When it comes to relationships, it is still useful to not to defend against our own feelings but it is also advisable to be aware of the feelings that the other person is experiencing. It is important to not to get so hung up in our personal point of view that we lose site of theirs. When we feel hurt by someone or angry at them, instead of letting those feelings completely take over, we can keep perspective; we can take an interest in what the other person is feeling in the same situation. This allows us to see the bigger picture of what is going on and to recognize all the layers of experience.
In the interest of being resilient, it is valuable to stay in the present moment and not allow our reactions to be based on our past. Often, when we get hurt or have a strong response in our adult interactions, we are overreacting based on our past. The current conflict may trigger unresolved emotions from our childhood. The way the other person is reacting to us, the word they used to describe us, or their persona may resemble someone or some relationship that was significant in our past. This especially occurs in our closest relationships, those with our partners and children, where we may project traits of our early caretakers, the persons we were originally most vulnerable to, onto these new figures in our lives and react to them based on our old projections.

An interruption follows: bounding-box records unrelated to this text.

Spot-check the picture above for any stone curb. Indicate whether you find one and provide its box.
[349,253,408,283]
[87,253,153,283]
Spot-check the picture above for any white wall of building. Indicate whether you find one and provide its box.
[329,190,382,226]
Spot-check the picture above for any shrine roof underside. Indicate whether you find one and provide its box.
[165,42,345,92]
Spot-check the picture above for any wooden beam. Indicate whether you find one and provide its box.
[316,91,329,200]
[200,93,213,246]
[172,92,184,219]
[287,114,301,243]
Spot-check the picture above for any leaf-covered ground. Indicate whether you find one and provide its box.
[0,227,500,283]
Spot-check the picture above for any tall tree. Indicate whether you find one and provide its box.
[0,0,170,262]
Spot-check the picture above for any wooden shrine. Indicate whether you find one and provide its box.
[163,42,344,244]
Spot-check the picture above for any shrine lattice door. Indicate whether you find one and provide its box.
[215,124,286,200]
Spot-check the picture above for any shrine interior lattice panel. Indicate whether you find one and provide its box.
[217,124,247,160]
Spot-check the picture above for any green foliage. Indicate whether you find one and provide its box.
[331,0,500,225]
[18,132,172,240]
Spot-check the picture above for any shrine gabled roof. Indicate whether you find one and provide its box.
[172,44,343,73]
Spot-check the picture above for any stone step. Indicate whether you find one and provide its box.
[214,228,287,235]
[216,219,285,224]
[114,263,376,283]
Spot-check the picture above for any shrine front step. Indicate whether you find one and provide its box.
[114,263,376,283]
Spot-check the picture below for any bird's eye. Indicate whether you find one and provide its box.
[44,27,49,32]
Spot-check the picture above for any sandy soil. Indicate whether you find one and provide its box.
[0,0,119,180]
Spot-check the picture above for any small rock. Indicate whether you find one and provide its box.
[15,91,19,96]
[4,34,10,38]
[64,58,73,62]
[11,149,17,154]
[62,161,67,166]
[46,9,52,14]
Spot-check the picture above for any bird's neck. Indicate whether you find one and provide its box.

When we find ourselves having a strong emotional response that might not be appropriate to the situation, we can stop and take a moment to reflect on how our reaction may be influenced by our past experiences. We can come to learn about our particular "triggers," those situations or traits that we are over-reactive to or that we tend to see where they don't actually exist. As we make sense of these reactions and how they relate to our past, and therefore have compassion for ourselves, we will be less reactive in our current lives and more adaptive in our responses and behavior.
In order be a person who does not let their emotional reactions "get the better of them," who does not get stuck in negative feelings, and does not get defended, it is imperative to develop our ability to be vulnerable, compassionate, feelingful, present, and mindful. We need to be willing to fully feel our feelings, not run from pain. We need to know ourselves and be the person we want to be in our lives. We need to be willing to face the existential realities we all face as human beings. We need to keep perspective that our "reality" may differ from that experienced even by the people closest to us. We need to stay present to the reality of the moment we are living in and free ourselves from overlays on that reality from our past. By developing these abilities within ourselves, we enrich our lives with meaning and maintain a level of resilience that frees us to take on life's inevitable challenges and reach our personal goals.